The closer they drew to the Research Station, the more thickly the smoke had spread. And the brighter the glare of the fires. The gatehouse and the bodies of their fallen comrades from the morning was gone, replaced with the gaping crater of an errant bomb blast. The carcass of driver Bahtia's Alvis Samson lay forlornly on its side higher up the track than they'd left it. The flames that licked out from the crew compartment back lit the darkening smoke and threw twisted shadows through the air to maddeningly dance and jerk on the currents. Shepard toed idly at the shattered butt of white metal that stuck out of the ground with his boot. The explosion had swallowed the Asari dead as surely as the SRPA they had slain. He coughed viscously behind the torn blue sleeve of his uniform he'd tied around his face like a ragged bandana in an effort to keep his lungs free from the crud that laced the air. He eyed the fully sealed suits and gas masks of the Black Ops troopers with open jealously. The radio set dug into his shoulders atop the straps of his armored vest. Its receiver pumped out nothing but the omnipresent white noise.
At the foot of the rise that led up to the base, Montoya was in close council with the leader of the X-Ray squad and the Spectre. Planning whether to spend longer stewing in the smoke or risk sticking the squad's heads just high enough above it to get them shot off, he wagered. He wiped his burning eyes and peered back the way they had come. The air stirred, whipping the smoke into strange eddies. Shepard started, raising his weapon instinctively. Something had definitely moved in the smog. He strained his ears, trying to hear over the white noise and the thin, reedy whistle that had started to emanate from his radio as they had neared the base.
"You see something, Shep?" Rawlings asked. The other maskless trooper seemed to be suffering as badly as he was, but his eyes remained sharp as he followed the line of Shepard's markerlight.
"Thought I did..." Shepard took a step toward the stirring smoke. The laser light scattered off something, maybe a shoulder, or an arm. Shepard stifled a yell. The thing had had ashen grey skin almost indistinguishable from the smoke around it. "There's definitely something moving out there. You saw it to, right?" Panic was rising in Shepard again. The fear that he was imagining things in the smoke. The fear that he wasn't.
"I see it too," Rawlings confirmed, "LT, we got movement behind," he said at the same time Shepard reached up to turn off his radio. The eerie ringing was replaced by a blood curdling groan that seemed to bubble up out of the fog. "Oh, shit."
Shepard's finger tightened over the trigger of his weapon of its own accord. The smokey air was suddenly split with the needle-sharp shriek of the Razor, joined shortly after by a half dozen over streams of fire that strobed through the gloom. Shepard could have sworn he saw the shape of a humanoid lit up by the sudden storm of fire, thought he heard a warbling keen that rose and fell behind the wall of gunfire.
"Cease fire! Cease Fire!" Montoya barked. The sound of guns sputtered and died. "Stop that shooting, Radioman!"
Shepard released the firing stud and felt heat rise in his cheeks as the squad rounded on him. Rawlings tried to intercede.
"Shepard saw something moving in the fog, sir! I did too."
"And so you opened fire? What if it was a wounded friendly, or a civvie? And even if not, you may just have revealed our location to an Asari still stalking this fresh hell they've made." The Chimeric officer snapped in clipped tones. "At least go make sure we killed it. The both of you."
Sheepishly, Shepard and Rawlings crept back down the hill. The smoke coiled around them in reaching strands, muddling their footfalls in the loose soil of the shell hole. Shepard stumbled at the midpoint of the crater, skidding almost to the bottom before Rawlings caught him by the arm. The motion disturbed the smoke at his feet just enough to reveal the ground. Blood was spattered there, thick and congealed. Like the gore that coated the dragon's tooth by the VTOL it was flecked in blue. Ichor coated footprints skittered off into the smog.

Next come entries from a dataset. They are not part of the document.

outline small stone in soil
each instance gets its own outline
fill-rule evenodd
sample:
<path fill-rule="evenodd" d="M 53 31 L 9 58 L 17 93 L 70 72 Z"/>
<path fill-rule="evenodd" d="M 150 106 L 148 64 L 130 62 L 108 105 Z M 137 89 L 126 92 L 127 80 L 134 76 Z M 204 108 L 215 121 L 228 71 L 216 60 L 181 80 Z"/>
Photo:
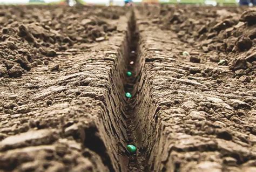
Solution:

"Damn, thing got away," Rawling cursed, "Definitely wasn't a civvie. Weren't an Asari either."
"Yeah," Shepard said in reply, reaching halfway to touching the blood before thinking better of it. Was it a trick of the light and smoke, or was it crawling away from him? "But that begs the question." He looked his fellow survivor in the eye. "What else is out here with us?"
By the time Shepard stepped onto the tarmac of Research Station Garden's landing field, his lungs burned. The ravages of the smoke, combined with the exertion of the climb conspired to make his heart beat so loudly in his ears that not another sound could be heard. As he shuffled forward, his gulped a deep breath of relatively smoke-free air with the relish of a Reverb addict. Some of the fog had lifted from the base itself, even if it hadn't completely cleared from his brain. He looked up, seeing the field in front of him for the first time and stopped dead in his tracks. The wide expanse of blacktop was a battlefield, a ruin. The Vultures that had buzzed his window that morning lay splayed like the carrion their namesakes feasted upon, their metal innards bared to the sky. They had died on the ground, still arrayed beside one another. Across from them, two of the Hawks still smoldered. The other two were absent, though their ground crews seemed to have been caught similarly flat footed. But the true horror stood arrayed between the two groups of ruined air craft. A veritable forest of dragon's teeth had grown across the pitted and shell torn landing field, their macabre foliage still impaled upon the lengths of their trunks. Soldiers in their black battle dress, base staff in their baggy coveralls, even stiff coated researchers dragged from the bowls of the Station, all had been spitted for display.
One of the X-Rays loudly vomited in his gas mask, dragging it from his face to clatter on the ground as he doubled up and fell to his knees. Vaguely, Shepard appreciated that the until now silent trooper was, in fact human. And he felt a muted sense of pride that he himself had kept what was left of his lunch down. Not that it did much to salve the horror.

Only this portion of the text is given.